Doesn't really answer your questions, but here's something I found about brewers yeast and dogs...

Brewer's yeast is a by-product of the beer making process. After the beer has fermented, it is drained out of the fermenting tank, through a filter, which catches the yeast. Then, the yeast is squeezed to get out all of the liquid that it still contains, and what's left is brewer's yeast. Again, some dogs have a problem with this ingredient and some don't, but watch for skin problems and/or ear infections if your dog food contains brewer's yeast.


----------



## AnnaRiley

I used something called Flea Treats - main ingredient was brewers yeast. I found out quickly that one of my dogs was VERY allergic to brewers yeast. I totally stay away from it now.


----------



## Keegan62

k-9 advantix and sentinel heart worm pill does the job great
I sue the k-9 advantix for mosquitoes we have a lot here.... I AHTE PESTA LOL

I know its over kill but I HAVE NO PROBLEMS


----------



## I_LOVE_MY_MIKKO

thanks, but i am trying to stear further from the chemicals. if i lived up north, or if mikko had no contact with other dogs, i would go chemical free, but my situation makes me have to keep some chemicals. my goal is to widen the timeframe in which i have to reapply the frontline by using natural methods.


----------



## Baby Byron

Hey there,

We've had german shepherds all our lives and kept them chemical free. I've been using BY for several years now and have never had infestations of any kind. But again, we're in Illinois and the warm weather really hits between June and August. I don't know if this approach would work in Fla...
Ana


----------



## LisaT

I have one dog that tolerates brewer's yeast just fine, and in fact, probably has done better because it has been part of her diet.

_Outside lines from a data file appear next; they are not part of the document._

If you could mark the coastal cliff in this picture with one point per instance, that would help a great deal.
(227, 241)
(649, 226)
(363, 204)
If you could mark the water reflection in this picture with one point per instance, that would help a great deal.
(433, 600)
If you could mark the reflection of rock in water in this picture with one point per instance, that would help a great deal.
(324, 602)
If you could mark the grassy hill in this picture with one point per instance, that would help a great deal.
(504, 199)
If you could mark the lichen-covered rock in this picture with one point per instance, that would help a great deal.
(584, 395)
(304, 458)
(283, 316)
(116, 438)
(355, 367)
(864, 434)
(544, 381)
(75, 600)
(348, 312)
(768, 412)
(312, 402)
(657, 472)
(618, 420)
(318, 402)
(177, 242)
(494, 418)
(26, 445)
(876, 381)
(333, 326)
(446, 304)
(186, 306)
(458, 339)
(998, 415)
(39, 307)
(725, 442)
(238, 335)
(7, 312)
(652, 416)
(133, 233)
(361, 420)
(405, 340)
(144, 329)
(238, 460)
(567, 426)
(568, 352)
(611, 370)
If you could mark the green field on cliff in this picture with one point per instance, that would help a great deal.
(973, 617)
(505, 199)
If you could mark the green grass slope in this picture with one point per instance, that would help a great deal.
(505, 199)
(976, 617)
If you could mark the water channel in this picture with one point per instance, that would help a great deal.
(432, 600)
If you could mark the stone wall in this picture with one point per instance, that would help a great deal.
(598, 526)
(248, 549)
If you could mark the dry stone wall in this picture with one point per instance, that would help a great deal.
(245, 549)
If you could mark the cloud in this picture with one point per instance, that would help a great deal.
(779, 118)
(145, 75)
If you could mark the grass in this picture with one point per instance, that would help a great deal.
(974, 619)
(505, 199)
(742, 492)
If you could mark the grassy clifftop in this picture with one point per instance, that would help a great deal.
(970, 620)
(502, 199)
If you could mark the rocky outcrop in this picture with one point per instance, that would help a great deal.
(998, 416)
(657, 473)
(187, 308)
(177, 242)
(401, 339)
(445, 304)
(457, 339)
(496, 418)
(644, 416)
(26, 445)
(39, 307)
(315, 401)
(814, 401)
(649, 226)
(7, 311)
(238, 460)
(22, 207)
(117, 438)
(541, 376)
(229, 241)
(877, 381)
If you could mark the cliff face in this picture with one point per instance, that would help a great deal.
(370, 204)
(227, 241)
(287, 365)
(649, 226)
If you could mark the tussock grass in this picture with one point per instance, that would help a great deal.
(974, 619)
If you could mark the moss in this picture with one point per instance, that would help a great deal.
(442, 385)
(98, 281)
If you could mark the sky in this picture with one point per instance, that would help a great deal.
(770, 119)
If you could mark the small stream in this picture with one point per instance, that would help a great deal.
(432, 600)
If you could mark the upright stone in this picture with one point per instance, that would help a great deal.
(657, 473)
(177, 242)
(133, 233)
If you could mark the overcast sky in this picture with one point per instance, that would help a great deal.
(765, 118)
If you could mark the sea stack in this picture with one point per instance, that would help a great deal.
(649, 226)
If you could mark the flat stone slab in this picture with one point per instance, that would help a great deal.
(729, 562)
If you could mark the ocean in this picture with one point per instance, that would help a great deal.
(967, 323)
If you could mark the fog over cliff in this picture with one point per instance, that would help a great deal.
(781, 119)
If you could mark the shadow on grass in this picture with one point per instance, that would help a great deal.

I have another dog, prone to yeasty ears, that cannot tolerate it.

Regarding the Advantix, I do think it has more chemicals in it than regular frontline, but perhaps not more than frontline plus? So you might consider using it instead of the frontline? I do think that frontline has a better safety profile though.

I haven't a clue how good the BY is with respect to fleas....


----------



## I_LOVE_MY_MIKKO

> Quote: Regarding the Advantix, I do think it has more chemicals in it than regular frontline, but perhaps not more than frontline plus? So you might consider using it instead of the frontline? I do think that frontline has a better safety profile though.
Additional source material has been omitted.